Этот хам, которого можно было поставить на место только угрозой физической расправы, относительно которого командующий гвардией генерал Васильчиков писал царю, что его не любят в гвардии, и просил не назначать его командиром нового Семеновского полка, стал в 1821–1823 годах начальником штаба гвардии.
Столкновения между средним офицерством и вышестоящими были неизбежны. Чем дальше дворянский авангард уходил в своем самосознании от сути самодержавного государства и отношений, которые этой сутью навязывались, тем резче те, кто эту суть выражал, должны были настаивать именно на такой форме отношений.
Хамство постепенно делалось стилем отношений высших с низшими. Декабрист Розен, специально разбирая это явление в воспоминаниях, приводил как один из примеров того же Желтухина 2-го: "…Был я свидетелем неприятной сцены и непростительной грубости со стороны начальника. Желтухин, обратившись к гевальдигеру, штаб-офицеру, и указав рукой на свой письменный стол, спросил его: "Отчего перекладина между ножками поставлена ребром, а не плашмя, как я приказал?" — Гевальдигер отговорился неведением, непониманием приказания. — "Я приказал, и довольно, а за непослушание я вас впредь отправлю в нужное место на веревке"".
За невыполнение какого-то чепухового приказания, не имеющего никакого военного значения, начальник штаба гвардии грозил отправить гвардейского штаб-офицера — подполковника или полковника — на веревке в нужник!
Несгибаемым блюстителем этого стиля был прежде всего великий князь Николай Павлович.
Братья Желтухины, эти маленькие аракчеевы, и им подобные выдвигались на первый план, становясь опорой окостеневающего режима, который вскоре должен был возглавить Николай.
Между ними и членами тайных обществ находилась, однако же, немалая группа генералов и офицеров, в значительной своей части сочувствующих оппозионерам, но — выжидающая. Определить политическую судьбу этой группы могло только возникновение предельных обстоятельств и ясный перевес одной из сторон.

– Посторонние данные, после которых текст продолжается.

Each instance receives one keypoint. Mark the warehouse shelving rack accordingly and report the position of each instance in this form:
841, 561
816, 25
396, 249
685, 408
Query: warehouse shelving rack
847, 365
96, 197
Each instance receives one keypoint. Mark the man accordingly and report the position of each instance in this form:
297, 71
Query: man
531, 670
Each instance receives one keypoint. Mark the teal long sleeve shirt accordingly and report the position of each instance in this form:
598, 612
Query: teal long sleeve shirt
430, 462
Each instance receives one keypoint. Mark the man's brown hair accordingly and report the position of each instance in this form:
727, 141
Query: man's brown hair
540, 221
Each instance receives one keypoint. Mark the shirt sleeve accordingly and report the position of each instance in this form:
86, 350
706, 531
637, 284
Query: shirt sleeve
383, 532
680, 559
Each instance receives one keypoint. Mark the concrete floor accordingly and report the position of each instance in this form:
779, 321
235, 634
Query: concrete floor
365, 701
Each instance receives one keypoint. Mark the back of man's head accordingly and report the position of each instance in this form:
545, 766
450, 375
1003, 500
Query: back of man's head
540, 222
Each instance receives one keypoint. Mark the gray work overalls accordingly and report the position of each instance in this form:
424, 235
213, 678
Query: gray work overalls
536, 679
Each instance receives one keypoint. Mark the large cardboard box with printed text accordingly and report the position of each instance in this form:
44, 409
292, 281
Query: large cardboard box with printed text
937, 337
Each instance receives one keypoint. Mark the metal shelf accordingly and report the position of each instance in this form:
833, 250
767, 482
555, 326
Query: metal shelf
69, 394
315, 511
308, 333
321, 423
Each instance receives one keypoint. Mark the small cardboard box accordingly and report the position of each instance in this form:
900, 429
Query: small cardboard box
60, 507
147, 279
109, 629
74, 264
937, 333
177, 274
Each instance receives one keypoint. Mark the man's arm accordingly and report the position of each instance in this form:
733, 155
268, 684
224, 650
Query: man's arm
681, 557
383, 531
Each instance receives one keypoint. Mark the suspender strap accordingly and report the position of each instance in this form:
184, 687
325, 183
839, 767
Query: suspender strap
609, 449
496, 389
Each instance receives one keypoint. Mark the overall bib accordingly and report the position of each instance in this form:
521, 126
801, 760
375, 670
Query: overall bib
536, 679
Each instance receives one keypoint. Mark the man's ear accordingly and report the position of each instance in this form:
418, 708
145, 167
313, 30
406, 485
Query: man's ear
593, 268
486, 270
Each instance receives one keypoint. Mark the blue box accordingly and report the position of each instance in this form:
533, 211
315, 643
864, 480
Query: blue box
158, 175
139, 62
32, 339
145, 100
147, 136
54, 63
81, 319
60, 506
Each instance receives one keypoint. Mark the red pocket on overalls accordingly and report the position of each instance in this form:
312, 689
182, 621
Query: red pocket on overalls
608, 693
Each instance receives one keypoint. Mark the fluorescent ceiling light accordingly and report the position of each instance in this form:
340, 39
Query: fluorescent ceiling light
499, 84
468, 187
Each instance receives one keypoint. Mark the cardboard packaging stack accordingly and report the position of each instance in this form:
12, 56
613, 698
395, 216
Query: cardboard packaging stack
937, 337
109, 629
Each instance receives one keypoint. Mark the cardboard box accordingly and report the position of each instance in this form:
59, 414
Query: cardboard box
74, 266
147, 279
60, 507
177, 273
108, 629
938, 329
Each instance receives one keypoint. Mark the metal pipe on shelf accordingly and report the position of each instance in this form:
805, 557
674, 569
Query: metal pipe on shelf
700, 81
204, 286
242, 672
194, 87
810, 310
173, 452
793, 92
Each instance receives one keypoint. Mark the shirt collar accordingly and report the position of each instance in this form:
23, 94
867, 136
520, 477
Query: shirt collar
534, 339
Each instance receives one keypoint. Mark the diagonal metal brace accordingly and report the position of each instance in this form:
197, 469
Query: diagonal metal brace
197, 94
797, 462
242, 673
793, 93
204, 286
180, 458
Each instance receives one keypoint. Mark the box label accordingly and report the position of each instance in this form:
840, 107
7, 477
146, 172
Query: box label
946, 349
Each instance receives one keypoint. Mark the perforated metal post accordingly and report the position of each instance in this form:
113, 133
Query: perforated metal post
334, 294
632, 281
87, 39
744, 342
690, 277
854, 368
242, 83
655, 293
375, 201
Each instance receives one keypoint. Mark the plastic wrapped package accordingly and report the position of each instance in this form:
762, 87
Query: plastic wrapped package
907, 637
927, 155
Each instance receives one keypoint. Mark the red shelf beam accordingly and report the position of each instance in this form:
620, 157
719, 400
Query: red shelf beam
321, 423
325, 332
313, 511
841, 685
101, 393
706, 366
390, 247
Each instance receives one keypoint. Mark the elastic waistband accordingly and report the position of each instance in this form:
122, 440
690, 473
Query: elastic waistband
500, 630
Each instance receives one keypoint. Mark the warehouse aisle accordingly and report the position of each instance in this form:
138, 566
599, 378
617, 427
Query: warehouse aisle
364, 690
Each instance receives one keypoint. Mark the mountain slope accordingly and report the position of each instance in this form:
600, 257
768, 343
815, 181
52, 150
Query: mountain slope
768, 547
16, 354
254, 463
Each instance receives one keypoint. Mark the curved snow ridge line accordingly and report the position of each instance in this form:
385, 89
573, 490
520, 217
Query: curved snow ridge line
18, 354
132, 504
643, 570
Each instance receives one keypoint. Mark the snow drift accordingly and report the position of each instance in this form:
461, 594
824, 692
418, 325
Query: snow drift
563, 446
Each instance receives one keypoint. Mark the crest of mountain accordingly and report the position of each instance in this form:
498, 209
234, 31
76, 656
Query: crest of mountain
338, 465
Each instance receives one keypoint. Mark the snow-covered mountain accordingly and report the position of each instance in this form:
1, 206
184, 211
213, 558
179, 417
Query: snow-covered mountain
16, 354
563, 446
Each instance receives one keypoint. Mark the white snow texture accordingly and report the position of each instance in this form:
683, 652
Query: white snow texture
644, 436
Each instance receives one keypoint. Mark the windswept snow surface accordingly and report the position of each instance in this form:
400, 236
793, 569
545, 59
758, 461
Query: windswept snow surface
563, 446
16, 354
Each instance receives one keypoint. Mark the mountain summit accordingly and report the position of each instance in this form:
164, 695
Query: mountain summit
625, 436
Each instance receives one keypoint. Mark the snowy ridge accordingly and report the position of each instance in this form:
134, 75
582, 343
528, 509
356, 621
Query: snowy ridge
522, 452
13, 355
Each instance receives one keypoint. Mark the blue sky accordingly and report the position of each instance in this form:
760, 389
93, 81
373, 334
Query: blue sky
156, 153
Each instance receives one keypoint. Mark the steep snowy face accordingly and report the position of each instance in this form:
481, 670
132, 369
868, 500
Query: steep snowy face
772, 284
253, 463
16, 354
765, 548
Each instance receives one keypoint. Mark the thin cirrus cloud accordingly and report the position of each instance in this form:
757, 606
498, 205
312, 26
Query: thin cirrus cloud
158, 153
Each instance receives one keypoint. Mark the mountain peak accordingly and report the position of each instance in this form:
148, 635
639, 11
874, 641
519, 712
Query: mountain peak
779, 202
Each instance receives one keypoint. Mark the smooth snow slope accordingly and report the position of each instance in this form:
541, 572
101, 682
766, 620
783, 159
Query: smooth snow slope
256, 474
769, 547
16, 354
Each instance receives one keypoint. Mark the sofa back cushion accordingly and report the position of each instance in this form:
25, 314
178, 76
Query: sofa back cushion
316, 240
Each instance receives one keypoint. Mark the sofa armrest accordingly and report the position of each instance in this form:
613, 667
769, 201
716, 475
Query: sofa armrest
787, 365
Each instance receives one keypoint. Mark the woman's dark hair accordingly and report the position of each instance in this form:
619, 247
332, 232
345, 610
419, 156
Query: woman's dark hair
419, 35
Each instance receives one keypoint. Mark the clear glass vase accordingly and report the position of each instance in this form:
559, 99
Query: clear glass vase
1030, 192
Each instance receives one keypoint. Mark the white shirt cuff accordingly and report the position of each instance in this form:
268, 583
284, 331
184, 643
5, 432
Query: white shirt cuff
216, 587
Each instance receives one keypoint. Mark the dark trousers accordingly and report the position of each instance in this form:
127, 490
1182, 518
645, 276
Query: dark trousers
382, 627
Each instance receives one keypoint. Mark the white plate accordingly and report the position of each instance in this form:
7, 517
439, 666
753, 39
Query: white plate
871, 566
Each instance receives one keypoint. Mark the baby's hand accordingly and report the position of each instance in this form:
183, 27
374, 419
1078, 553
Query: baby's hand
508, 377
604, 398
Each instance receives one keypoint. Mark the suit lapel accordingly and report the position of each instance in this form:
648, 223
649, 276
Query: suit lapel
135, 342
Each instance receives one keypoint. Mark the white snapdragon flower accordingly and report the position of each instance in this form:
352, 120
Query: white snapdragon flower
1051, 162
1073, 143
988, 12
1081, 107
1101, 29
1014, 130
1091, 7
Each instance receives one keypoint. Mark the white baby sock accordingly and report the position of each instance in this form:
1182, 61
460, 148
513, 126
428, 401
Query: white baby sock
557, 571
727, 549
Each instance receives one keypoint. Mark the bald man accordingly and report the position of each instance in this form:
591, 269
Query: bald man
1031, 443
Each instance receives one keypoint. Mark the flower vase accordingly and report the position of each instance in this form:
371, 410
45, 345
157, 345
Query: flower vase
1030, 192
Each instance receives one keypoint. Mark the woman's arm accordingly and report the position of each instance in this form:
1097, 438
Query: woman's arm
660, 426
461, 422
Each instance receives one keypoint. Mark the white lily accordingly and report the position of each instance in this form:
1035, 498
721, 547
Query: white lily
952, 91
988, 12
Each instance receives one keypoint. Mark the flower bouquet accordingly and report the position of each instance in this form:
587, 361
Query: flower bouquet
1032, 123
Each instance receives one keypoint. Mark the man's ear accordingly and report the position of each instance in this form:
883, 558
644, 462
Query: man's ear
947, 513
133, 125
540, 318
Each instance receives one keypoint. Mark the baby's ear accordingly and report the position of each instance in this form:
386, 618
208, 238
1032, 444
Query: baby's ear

Но пока что великий князь и его власть имущие единомышленники "налегали без милосердия" на тех, кто думал о будущем России, кто ясно видел катастрофичность пути, по которому она двигалась.
Представитель нейтрального военного слоя, не входивший в тайные общества, знаменитый Денис Давыдов говорил с горечью: "Налагать оковы на даровитые личности и тем затруднять им возможность выдвинуться из среды невежественной посредственности — это верх бессмыслия. Таким образом можно достигнуть лишь следующего: бездарные невежды, отличающиеся самым узким пониманием дела, окончательно изгоняют отовсюду способных людей, которые, убитые бессмысленными требованиями, не будут иметь возможности развиваться для самостоятельного действия и безусловно подчинятся большинству. Грустно думать, что к этому стремится правительство, не понимающее истинных требований века, и какие заботы и огромные материальные средства посвящены ими на гибельное развитие системы, которая, если продлится на деле, лишит Россию полезных и способных слуг. Не дай, Боже, убедиться нам на опыте, что не в одной механической формалистике заключается залог всякого успеха. Это страшное зло не уступает, конечно, по своим последствиям татарскому игу! Мне, уже состарившемуся в старых, но несравненно более светлых понятиях, не удастся увидеть эпоху возрождения России. Горе ей, если к тому времени, когда деятельность умных и сведущих людей будет ей наиболее необходима, наше правительство будет окружено лишь толпою неспособных и упорных в своем невежестве людей. Усилия этих лиц не допускать до него справедливых требований века могут ввергнуть государство в ряд страшных зол".
Сам того не подозревая, Денис Давыдов точно описал не только настоящее и будущее, но и очертил тот страшный процесс вытеснения из истории дворянского авангарда, который наметился еще в петровские времена, а к 1825 году достиг своего апогея. Двойственность петровских реформ, установка на неограниченный деспотизм и рабское сознание, культивировавшиеся российским самодержавием, привели к явлениям необратимым и неостановимым без вооруженного сопротивления, без катаклизма, без крови. Грубая недальновидность власти провоцировала лобовое столкновение.
Столетняя история дворянского авангарда подходила к решающему моменту.
Осенью 1825 года Якубович познакомился еще с одним лицом, близким к заговору, и встреча эта имела непредсказуемые тогда, но удивительные последствия.
"Гордый, высокомерный, скрытный, с ясным и дельным умом, обработанным положительными науками" — так охарактеризовал наблюдательный Боровков подполковника Гавриила Степановича Батенькова. И у него были основания для такой характеристики.
Артиллерийский офицер Батеньков воевал с 1812 по 1814 год, неоднократно был отличен за храбрость, в январе 1814-го "при местечке Манмирале прикрывал отступление корпуса, получил штыком десять ран", чудом остался жив. Но в марте он снова сражался.